Here is how Arizona's public elementary schools will be graded:

  • 30 percent of the grade will depend on how well kids perform on AzMERIT, the state's standardized test. Elementary- and high-school students will earn their schools at least partial "points" if they score in any of the test's three highest performance levels: partially proficient, proficient and highly proficient.
  • 50 percent of the grade will be tied to how students improve on AzMERIT. Half of this slice will be calculated by how a student improves compared to their peers. The other half will be calculated by how the student improves on AzMERIT against an expected-growth target.
  • 10 percent of the grade will be determined by how well a school's English-language learners perform and improve on a specialized test, AZELLA.
  • The final 10 percent of elementary school grades — and one of the most obvious difference between the old system — will be based on a pool of "acceleration and readiness" measures. This will be partly determined by chronic absenteeism rates and how many third-grade students a school moves out of the lowest performance level, minimally proficient, on the reading portion of AzMERIT.

High schools will be graded separately:

  • 30 percent of the grade will be based on AzMERIT scores.
  • Another 20 percent will be determined through how well students improve on the test, which is administered in grades 9-11.
  • Like the elementary rubric, 10 percent of a schools' grade will hinge on English-language learning students' improvement and performance on the AZELLA test.
  • 20 percent of a school's grade will be calculated through new "college and career readiness indicators." As the name suggests, students will be able to get their school points in this category if they meet some of more than a dozen items aimed toward going to college or into a vocational program. This includes: passing an Advanced Placement test, the ACT or SAT or earning an industry-recognized certificate.
  • The final 20 percent of high-school grades will be determined through graduation rates, which statewide have trended upward.

Grading rubric will be revisited

Many education board members and observers at Monday's education board meeting acknowledged that the new system is not perfect but is likely the best option, given the circumstances.

The new grading system will be revisited repeatedly, according to state officials, and aspects of the system could likely be changed.

A capacity crowd of education officials and advocates cheered after Monday's vote.

The state was in a race against time to create a new letter-grade system since it started its work in earnest in September. Arizona is required by state law to issue new letter grades to schools starting this fall. The state hit pause on the grading system in 2014 because of the transition to AzMERIT, a more rigorous standardized test than AIMS, its predecessor.

Many education officials and advocates shared a guiding ideal throughout the process — a desire for a fair, statewide grading system in which every school can get an A grade.

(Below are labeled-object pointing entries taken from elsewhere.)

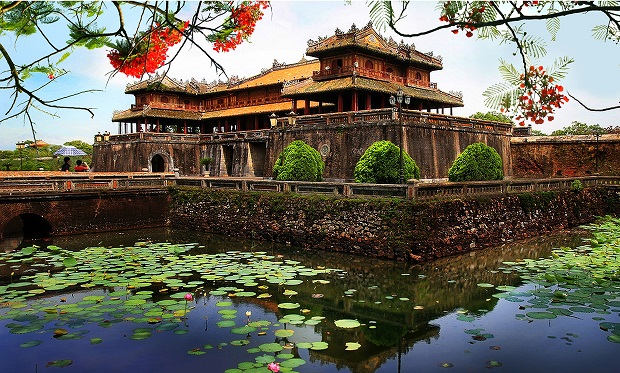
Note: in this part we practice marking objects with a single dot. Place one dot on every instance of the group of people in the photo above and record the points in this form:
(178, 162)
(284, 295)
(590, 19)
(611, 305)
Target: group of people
(80, 166)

They wanted to weaken the strong correlation between low letter grades and high student poverty found in the old system, which was based almost exclusively on standardized testing.

The education experts and advocates who put in most of the legwork on the new system recognized in the months leading up to Monday's vote the enormity of their task. Several people expressed gratitude for their work Monday.

Public feedback solicited by the state in March mostly advocated for lessening the weight of test scores on the letter-grade calculations.

Valuing growth more than proficiency on AzMERIT should lessen the correlation between grades and student poverty, according to education officials. Those weights could change in the coming years with the hopes that students show continual improvement on AzMERIT.

Tim Carter, vice president of the education board and one of the new system's architects, said the state simply is not yet equipped to use more grading measures that aren't tied to AzMERIT.

Part of it has to do with the data that is available. Education officials signaled interest in including less tangible measures in the grading rubrics, such as arts and physical education and parent satisfaction. But neither the state nor schools collect such information in a uniform and reliable way.

“We simply don’t have some of those data points that we need," Carter said.

Carter said he hoped that the "readiness" buckets in the elementary and high school rubrics become a larger part of grade calculations as schools start documenting the necessary information.